Posted - 23 Apr 2017 :  05:57:59  Show Profile Send Ayrik a Private Message  Reply with Quote
Tyr as a deity could only arrive in the Realms (or any other world) after his faith was imported by travellers. For at least 50 years, lol. Or so sayeth the 2E rules from Spelljammer and Planescape. And we all know that gods of the Realms often break rules.

Regardless whether a particular group of Vikings worships Tyr, they all tend to worship some version of Norse mythology. The Yggdrasil world-tree is a prominent and constant feature of all Norse mythologies - as are the (nine) worlds it interconnects. I submit that we shouldn't assume Vikings came from Earth to the Realms. They might have come to Earth from the Realms. Or come from any of their nine worlds to any other - they may be spread across numerous worlds and planes, just like elves and dwarves and orcs, with no true "origin", each group might worship a different Norse-like pantheon and only know of a partial world-tree "map" to locally accessible worlds.

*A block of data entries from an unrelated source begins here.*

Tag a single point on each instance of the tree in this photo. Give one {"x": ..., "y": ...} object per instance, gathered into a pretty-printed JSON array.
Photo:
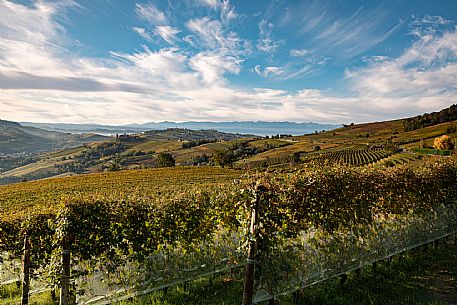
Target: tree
[
  {"x": 165, "y": 160},
  {"x": 443, "y": 143},
  {"x": 223, "y": 158},
  {"x": 114, "y": 167}
]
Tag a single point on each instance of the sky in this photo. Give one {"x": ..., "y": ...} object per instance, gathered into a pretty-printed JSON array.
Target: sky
[{"x": 119, "y": 61}]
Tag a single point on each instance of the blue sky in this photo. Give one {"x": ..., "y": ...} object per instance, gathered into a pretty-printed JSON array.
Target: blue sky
[{"x": 118, "y": 62}]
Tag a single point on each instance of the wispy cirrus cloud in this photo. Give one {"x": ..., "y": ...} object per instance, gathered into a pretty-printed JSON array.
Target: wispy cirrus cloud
[
  {"x": 267, "y": 71},
  {"x": 167, "y": 33},
  {"x": 266, "y": 43},
  {"x": 339, "y": 35},
  {"x": 41, "y": 80},
  {"x": 151, "y": 14},
  {"x": 143, "y": 33}
]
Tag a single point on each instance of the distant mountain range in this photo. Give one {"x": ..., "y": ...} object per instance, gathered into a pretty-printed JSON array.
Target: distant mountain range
[{"x": 242, "y": 127}]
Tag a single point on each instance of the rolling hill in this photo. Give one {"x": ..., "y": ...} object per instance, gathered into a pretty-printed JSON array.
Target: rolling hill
[
  {"x": 18, "y": 139},
  {"x": 354, "y": 143}
]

I suggest thinking of Yggdrasil as an entirely separate plane, not merely a fixture or conduit between other planes. It may overlap many worlds, and wherever it intersects there may be found some sort of Norse-like culture. The idea works for elves and the Feywild, why not also for Vikings?

Eat lots of garlic - it keeps the elves and vampires away.
Don't stick your sword into dragons, you just don't know where they've been.
Avoid stepping on halflings. They stick to your boots, will smell awful, and are impossible to scrape off.
Ah, of course. Never play leapfrog with a unicorn.
[/Ayrik]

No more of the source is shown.